How to better regulate the work of credit rating agencies (CRAs), so that they do not cause problems on the markets - this issue was debated by MEPs in the Committee on Economic Affairs in the European Parliament with EU Competition Commissioner Joaquin Almunia and Internal Market Commissioner Michel Barnier.
The European Commission has recently proposed new rules for the credit rating agencies, aiming to reduce reliance on credit ratings, ensuring clearer and more frequent sovereign ratings, reducing conflicts of interest and making CRAs more accountable for the ratings they provide.
Presenting the new proposal, Commissioner Barnier noted that the ratings "are not just simple opinions. And rating agencies have made serious mistakes in the past." Agencies are often accused of not simply not having foreseen the financial crisis, but that they have in fact contributed to it, giving the highest credit rating to financial instruments of dubious quality.
"We can't let ratings increase market volatility further. My first objective is to reduce the over-reliance on ratings, while at the same time improving the quality of the rating process. Credit rating agencies should follow stricter rules, be more transparent about their ratings and be held accountable for their mistakes. I also want to see increased competition in this sector," Commissioner Barnier said.
The new proposal complements legislation submitted by the Commission in July 2011. Then the tension between the EU and rating agencies reached its peak after the agencies threatened to declare a Greek default if there was a restructuring of Greek debt.
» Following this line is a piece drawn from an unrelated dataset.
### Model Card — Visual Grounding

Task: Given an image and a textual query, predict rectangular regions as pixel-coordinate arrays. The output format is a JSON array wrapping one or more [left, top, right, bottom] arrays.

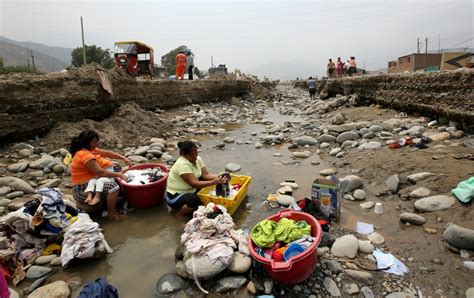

This provoked many European politicians and even some commissioners to make sharp remarks on the CRAs, and Commissioner Michel Barnier even called for a ban on the ratings for bailout countries. While presenting the new legislation the Commissioner recalled the problem of "the timings of some sovereign ratings – for example ratings announced in the middle of negotiations on an international aid programme for a country."
The proposal, however, does not provide for a ban of sovereign ratings for countries in exceptional market circumstances. The Commission noted only that "the possible suspension of sovereign ratings is a complex issue which we believe merits further consideration." However, new rules require Member States to be rated more frequently - every six months rather than 12 months.
MEPs expressed their dissatisfaction with the lack of such a ban and said they would propose amendments to the text of the Commission. Jean-Paul Gauzes MEP (EPP, France) said that eurozone countries should be protected in troubled markets. It would not be the first time that the Parliament would improve a Commission's proposal, Commissioner Barnier said in response. He gave the example of a regulation restricting short selling and trading of credit default swaps (CDS), adopted by Parliament. According to the new rules, CDSs can only be traded when the relevant bonds are available too, which would reduce speculation with sovereign debt.
Michel Barnier stressed the need for clear rules for the work of the CRAs, so that their evaluations be exact, transparent and credible. He recalled the case when the French credit rating was "mistakenly" reduced by the Standard & Poor's rating agency. This happened at a time when the subject of French AAA credit rating was a very sensitive issue and the "news" caused shocks on the markets, raising French funding costs dramatically only in few hours. After this incident we found out that the rating agencies have subscribers who receive information in advance. It is not normal there to be privileged market participants, the commissioner noted.
According to his colleague Joaquin Almunia, who met with members of the economic committee earlier on Tuesday, the malfunctions in the work of the CRAs were not an antitrust problem, but rather there were problems related to conflict of interest and nontransparent methodology. He said this in response to a question of Elisa Ferreira, MEP (S&D, Portugal), who indicated that 97% of the market was dominated by three agencies (Moody's, S&P and Fitch), while two of them having largely the same shareholders. Commissioner Almunia explained that the Commission had examined all aspects of the agencies'' work but found no reason to start an antitrust investigation.